GBP/JPY: Technical Analysis Points To Long Position
- Britain's economy barely slowed in the third quarter despite the Brexit vote shock, further diminishing the chance of a fresh interest rate cut by the Bank of England next week.
- British GDP expanded by 0.5% in the July-September period, less rapid than the unusually strong growth of 0.7% seen in the second quarter but comfortably above a median forecast of 0.3%. Compared with the third quarter of last year, growth picked up to 2.3%, the strongest pace in more than a year.
- The Office for National Statistics said on Thursday that the country’s dominant services sector provided all the growth for the economy in the third quarter, growing by 0.8% from the April-June period. Industrial production, including manufacturing, and construction both contracted, down 0.4% and 1.4% respectively. The fall in construction was the biggest since the third quarter of 2012.
- The Bank of England said as recently as September that the preliminary ONS reading would probably show growth in the third quarter of only 0.2%. The central bank is due to decide next week whether to cut interest rates further below their all-time low of 0.25%, something it hinted at last month. But its governor, Mark Carney, suggested on Tuesday that he was concerned about the sharp fall in the value of the pound and how that will push up inflation, further dampening already low expectations of a rate cut on November 3.
- The Bank of Japan is likely to keep its monetary policy steady for a while and to stick to its pledge to guide 10-Year government bond yields around zero percent. As we can see on the charts below, British yield curve went up in recent days, while Japanese yield curve stays anchored at low levels.
- We are looking to buy the GBP/JPY, as 7-day ema is positively aligned and is going to break above the 14-day ema in the coming sessions. We have placed our GBP/JPY bid at 127.65. Our target will be near October highs, at 132.00.

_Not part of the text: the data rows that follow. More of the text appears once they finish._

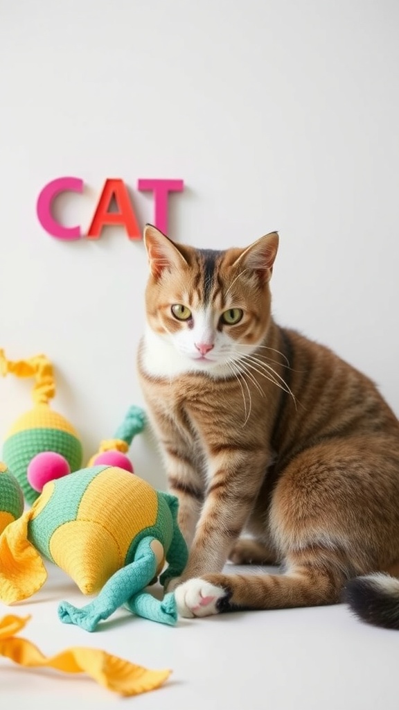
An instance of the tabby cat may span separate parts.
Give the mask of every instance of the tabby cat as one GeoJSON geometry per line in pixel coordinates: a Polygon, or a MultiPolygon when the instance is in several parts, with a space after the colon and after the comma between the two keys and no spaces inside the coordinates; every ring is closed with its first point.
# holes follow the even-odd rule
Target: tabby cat
{"type": "Polygon", "coordinates": [[[138,366],[190,549],[167,581],[180,613],[346,591],[359,617],[399,627],[399,423],[367,377],[275,322],[278,234],[218,251],[147,225],[144,243],[138,366]],[[280,570],[229,575],[228,559],[280,570]]]}

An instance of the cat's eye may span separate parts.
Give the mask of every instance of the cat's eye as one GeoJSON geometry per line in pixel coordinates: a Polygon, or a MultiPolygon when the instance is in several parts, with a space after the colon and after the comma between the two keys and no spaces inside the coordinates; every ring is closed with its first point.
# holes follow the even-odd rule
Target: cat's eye
{"type": "Polygon", "coordinates": [[[241,308],[229,308],[222,314],[222,321],[227,325],[235,325],[239,323],[244,315],[241,308]]]}
{"type": "Polygon", "coordinates": [[[187,306],[183,306],[182,303],[175,303],[172,306],[172,312],[177,320],[188,320],[191,318],[191,311],[187,306]]]}

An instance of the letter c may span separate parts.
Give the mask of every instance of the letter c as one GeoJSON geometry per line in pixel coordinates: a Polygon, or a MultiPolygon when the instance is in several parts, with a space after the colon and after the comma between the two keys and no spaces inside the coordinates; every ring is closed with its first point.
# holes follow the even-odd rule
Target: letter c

AUD/USD Still Cannot Break Above The 0.7700 Resistance
- The AUD/USD ticked lower on Thursday as a two-day rally fizzled out in the face of stubborn chart resistance above 0.7700. The AUD/USD briefly jumped above this barrier on Wednesday after steady inflation figures only reinforced expectations the Reserve Bank of Australia would skip a chance to cut rates at its policy meeting next Tuesday. However, the Aussie was quick to fall back, marking the fifth time since September that it has failed to hold a beachhead at 0.7700.
- Earlier, official data showed a 3.5% rise in export prices while import prices fell 1%. The ratio of the two, considered a proxy for the terms of trade, posted the biggest increase in almost five years.
- The fundamental analysis suggests the AUD/USD should be ready to break above the 0.7700 ceiling, but we will need probably one more attempt. Our trading strategy will be to buy the AUD/USD on dips.